É inegável que estamos em presença de manifestações intelectuais do cão, e, o que é interessante, assim como escolheu o número correspondente às letras do alfabeto, soube, espontaneamente, bater com a pata o número de pancadas necessárias para resolver o problema 2 x 2. Teve ele, pois, a iniciativa desse modo de resposta, fato que denota de sua parte mais reflexão do que se poderia esperar de um animal que nunca foi ensinado a servir-se da pata para exprimir suas idéias.

Rolf, às vezes, faz pilhérias. Como se falasse diante dele de pessoas que são hostis, ele bateu imediatamente:

São burros. A mentalidade de Rolf se manifesta por associações de idéias, que lhe são particulares. Foi assim que, durante uma leitura, ocorreu a palavra outono; perguntou-se-lhe o que significava, e, em lugar da palavra estação, que se esperava ele dissesse, respondeu: O tempo em que há maçãs; simplesmente porque, nessa ocasião, lhe davam maçãs assadas.

Outra nota sobre Rolf:

O casal Meekel recebeu a notícia dos esponsais de um amigo com a Srta.
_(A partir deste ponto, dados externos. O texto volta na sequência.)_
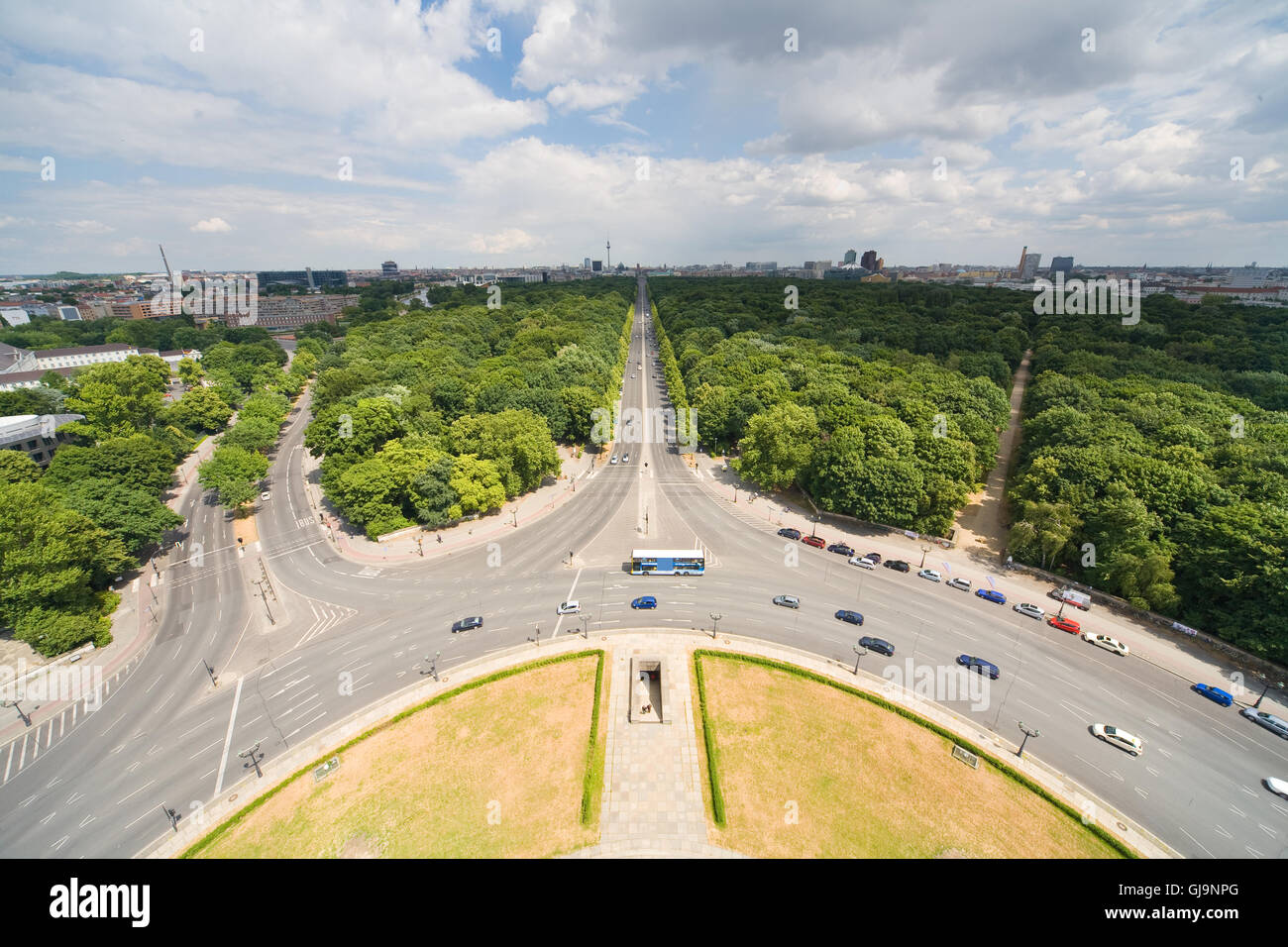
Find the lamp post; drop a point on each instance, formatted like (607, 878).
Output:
(859, 651)
(1028, 732)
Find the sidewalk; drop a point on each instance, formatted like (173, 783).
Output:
(1168, 652)
(402, 547)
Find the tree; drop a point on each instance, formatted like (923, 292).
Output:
(778, 445)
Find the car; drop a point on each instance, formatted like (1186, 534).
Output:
(1275, 724)
(1215, 693)
(1107, 643)
(979, 665)
(1119, 737)
(1064, 624)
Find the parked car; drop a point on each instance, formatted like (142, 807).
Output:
(1119, 737)
(1064, 624)
(1107, 643)
(979, 665)
(1215, 693)
(1278, 787)
(1275, 724)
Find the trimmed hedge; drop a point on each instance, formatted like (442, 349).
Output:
(1109, 839)
(438, 698)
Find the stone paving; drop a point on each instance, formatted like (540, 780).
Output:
(652, 784)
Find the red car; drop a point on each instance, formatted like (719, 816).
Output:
(1064, 624)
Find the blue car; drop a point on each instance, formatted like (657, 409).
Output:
(979, 665)
(1215, 693)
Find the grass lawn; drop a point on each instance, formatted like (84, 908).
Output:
(494, 772)
(864, 781)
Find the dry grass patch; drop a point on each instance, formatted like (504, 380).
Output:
(494, 772)
(864, 781)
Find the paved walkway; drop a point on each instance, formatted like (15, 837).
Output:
(652, 783)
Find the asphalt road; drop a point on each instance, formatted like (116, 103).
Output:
(344, 635)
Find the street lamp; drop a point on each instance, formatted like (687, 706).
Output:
(1028, 732)
(859, 651)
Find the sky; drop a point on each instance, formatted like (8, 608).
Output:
(275, 134)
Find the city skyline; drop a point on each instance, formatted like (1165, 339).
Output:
(501, 134)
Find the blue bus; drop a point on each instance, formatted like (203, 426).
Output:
(668, 562)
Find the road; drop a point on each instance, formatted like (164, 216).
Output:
(344, 635)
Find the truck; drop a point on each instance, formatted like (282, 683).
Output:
(1074, 598)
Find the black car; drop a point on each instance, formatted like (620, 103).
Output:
(879, 644)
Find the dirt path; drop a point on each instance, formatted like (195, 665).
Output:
(982, 525)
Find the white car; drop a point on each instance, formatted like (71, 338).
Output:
(1107, 643)
(1121, 738)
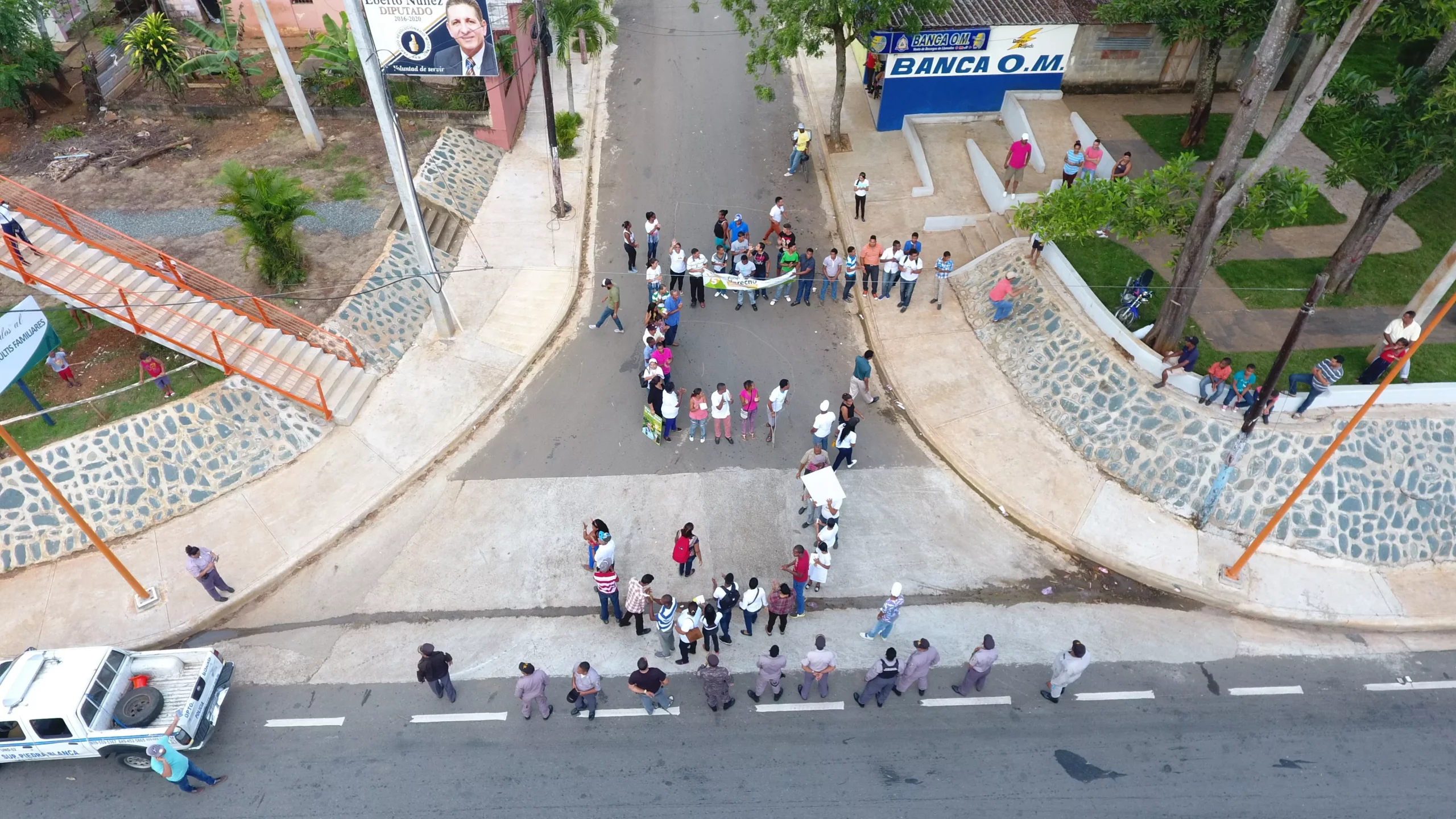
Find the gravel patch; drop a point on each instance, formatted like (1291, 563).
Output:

Daisy Falham Chester. Conversava-se em família sobre esse acontecimento, quando Rolf interveio dizendo:

Doutor haver senhorita se chamar como nossa gata. Daisy é o nome da gata da casa e essa homonímia parecia ter despertado a alma galhofeira de Rolf.

E a propósito da gata é preciso dizer, também, que ela sabe fazer pequenos cálculos. E por isso, Rolf, sentindo-se fatigado, em lugar de responder à questão proposta, bateu: - Que Bárbara leve Lol (diminutivo de Rolf) e chame Daisy. Depois desses exemplos, pode-se afirmar com o Doutor Bérillon (41)

Os animais, cujo sistema nervoso apresenta como o do homem tanta analogia de estrutura e de morfologia, não são autômatos, despidos de consciência, de inteligência e de raciocínio, como bons.

Espíritos se comprazem em apresentá-los. Esforços de amestramento e educação, idênticos aos que se aplicam no ensino às crianças, dariam, seguramente, depois de certo tempo, resultados inesperados.

É precisamente o que verificam todos aqueles que têm amor aos animais e a necessária paciência para os educar.

No relatório do Dr. Mackenzie, encontra-se a narrativa de pequena e comovente cena. A Sra. Moekel, que se havia separado da filha para a pôr num pensionato, chorava; eis que

Rolf, sem ser convidado, aproxima-se e bate: Mamãe, não chore, isto faz mal a Lol.

Rolf tem uma companheira, Jela, que também conhece aritmética, mas é menos hábil que seu marido.

Vimos que Daisy é capaz de realizar também pequenas operações. Foi assim que, diante dos Drs. Mackenzie e Wilser, que lhe apresentavam os problemas abaixo, respondeu:

17 + 4 dividido por 7 - 1? Disse: Ficam dois. 3 x 3 - 5? Disse: Ficam quatro.

Foi decididamente a melhor demonstração da faculdade educadora da Sra. Moekel.